The terminology of description logic is slightly different compared to ontologies – classes are called concepts in DL, and properties (binary predicates) are called roles. Individuals are still called the same, however.
In description logic, it is customary to divide the axioms into two groups, the ABox and the TBox. The ABox contains the axioms about classes and relations between them, while the TBox contains facts about individuals and into which class they belong and how they relate to each other. For example, the definitions of classes from our university ontology (including the ActiveStudent
one) would belong to the ABox, while definitions of individuals and the relations between them (which student attends which class) belong to the TBox.

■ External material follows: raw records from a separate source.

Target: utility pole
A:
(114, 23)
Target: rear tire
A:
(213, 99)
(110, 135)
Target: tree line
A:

Thus, the ABox is in a sense the description of the types of objects and general rules in the environment, while the TBox gives the description of a particular environment. ABox and TBox together are called a knowledge base.
Description logic allows us to write the types of definitions we used in the ontology above (domains and ranges of relations, intersections, unions, complements of classes, etc.). If you are interested in the formal syntax and semantics of description logic, you can check the Wikipedia page.
There is a number of different types that differ in which axioms and operations we can use on the classes and relations between them. These define the strength (and complexity) of the logic.